In questo periodo di restrizioni delle libertà individuali, giustificate da esigenze di salute generale, è normale che i pensieri vengano proiettati sul mondo a noi caro, quello delle montagne e dell’outdoor più in generale.

Infatti nessuno immaginava, anche solo tre mesi fa, che sarebbero potuti scattare divieti e paletti nella vita di tutti i giorni. Non è quindi del tutto escludibile che il principio possa, prima o poi, estendersi indiscutibilmente anche al mondo dell’outdoor. Certo le cause scatenanti saranno diverse, sostanzialmente incentrate sull’esigenza di tutelare l’ambiente e di disciplinarne la fruizione fra gli individui.

A ben vedere i primi segnali sono già emersi da qualche tempo: per ora in montagna il tecnicismo utilizzato è quello dell’obbligatorietà della prenotazione in certi rifugi che sono passaggi obbligati, come il Refuge du Goûter sulla più frequentata normale francese al Monte Bianco o la Capanna Carrel sulla via italiana al Cervino.

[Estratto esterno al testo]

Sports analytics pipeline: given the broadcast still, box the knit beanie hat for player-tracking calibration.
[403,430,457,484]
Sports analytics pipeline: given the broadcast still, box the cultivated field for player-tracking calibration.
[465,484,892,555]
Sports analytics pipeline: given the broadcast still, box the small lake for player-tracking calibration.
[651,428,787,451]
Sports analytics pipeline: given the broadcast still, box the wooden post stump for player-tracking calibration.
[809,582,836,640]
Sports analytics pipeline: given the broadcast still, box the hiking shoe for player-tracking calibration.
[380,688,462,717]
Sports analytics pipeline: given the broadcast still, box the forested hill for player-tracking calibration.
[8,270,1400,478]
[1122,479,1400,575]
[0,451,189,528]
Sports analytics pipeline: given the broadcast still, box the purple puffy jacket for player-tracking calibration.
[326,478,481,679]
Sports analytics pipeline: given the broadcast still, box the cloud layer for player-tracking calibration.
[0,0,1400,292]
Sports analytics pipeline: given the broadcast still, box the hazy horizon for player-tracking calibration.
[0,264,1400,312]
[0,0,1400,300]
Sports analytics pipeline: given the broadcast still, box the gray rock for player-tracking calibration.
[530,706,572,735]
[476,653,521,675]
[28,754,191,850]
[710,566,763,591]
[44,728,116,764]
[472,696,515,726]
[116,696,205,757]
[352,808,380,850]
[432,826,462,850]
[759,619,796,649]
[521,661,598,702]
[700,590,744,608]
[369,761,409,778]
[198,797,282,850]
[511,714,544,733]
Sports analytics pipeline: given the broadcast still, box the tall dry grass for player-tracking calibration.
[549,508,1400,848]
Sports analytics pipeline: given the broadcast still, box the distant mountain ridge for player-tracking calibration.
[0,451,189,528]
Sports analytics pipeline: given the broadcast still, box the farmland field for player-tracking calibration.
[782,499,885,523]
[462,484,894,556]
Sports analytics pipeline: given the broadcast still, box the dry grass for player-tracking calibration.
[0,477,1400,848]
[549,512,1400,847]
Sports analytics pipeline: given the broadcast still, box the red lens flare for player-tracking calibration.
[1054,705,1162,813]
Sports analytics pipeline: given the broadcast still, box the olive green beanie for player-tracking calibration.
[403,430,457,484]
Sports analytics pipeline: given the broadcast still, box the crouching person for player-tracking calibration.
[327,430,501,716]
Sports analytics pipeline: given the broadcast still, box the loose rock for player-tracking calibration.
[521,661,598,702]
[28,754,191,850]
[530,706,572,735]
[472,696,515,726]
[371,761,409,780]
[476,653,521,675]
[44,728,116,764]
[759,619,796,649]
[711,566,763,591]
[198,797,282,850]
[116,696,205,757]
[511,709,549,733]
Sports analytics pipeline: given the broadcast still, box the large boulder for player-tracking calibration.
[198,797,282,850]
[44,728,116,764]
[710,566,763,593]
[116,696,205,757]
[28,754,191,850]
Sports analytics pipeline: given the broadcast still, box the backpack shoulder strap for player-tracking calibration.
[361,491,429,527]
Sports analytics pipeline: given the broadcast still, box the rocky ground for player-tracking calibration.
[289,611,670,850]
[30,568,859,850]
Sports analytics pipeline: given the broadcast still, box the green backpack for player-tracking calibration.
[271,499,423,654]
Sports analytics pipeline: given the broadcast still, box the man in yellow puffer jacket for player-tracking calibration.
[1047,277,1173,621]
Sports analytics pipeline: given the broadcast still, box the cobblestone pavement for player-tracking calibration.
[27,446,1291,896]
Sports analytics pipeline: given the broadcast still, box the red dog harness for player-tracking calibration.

Refuge du Goûter (foto di repertorio)

Nel caso del Goûter, però, la prenotazione al rifugio diventa il pass partout di accesso alla via di scalata. Infatti fuori dalla stazione di arrivo del trenino, il cosiddetto Nid d’Aigle, è di stanza la Brigade Blanche: i gendarmi chiedono la ricevuta della prenotazione, senza la quale non fanno proseguire (a ciò sia aggiunge l’assoluto divieto di bivaccare).

Il trenino del Nid d'Aigle sulla via normale del Refude du Goûter (foto di repertorio)

E’ legittimo chiedersi se e quando una prassi del genere potrebbe estendersi a molte altre montagne o forse addirittura a tutte.

Il tema si intreccia anche con i risvolti economici: spesso infatti le persone autorizzate ad accedere a certi luoghi “pagano” una qualche tassa (anche indirettamente, sotto forma di obbligo di mezza pensione – carissima! – al Goûter).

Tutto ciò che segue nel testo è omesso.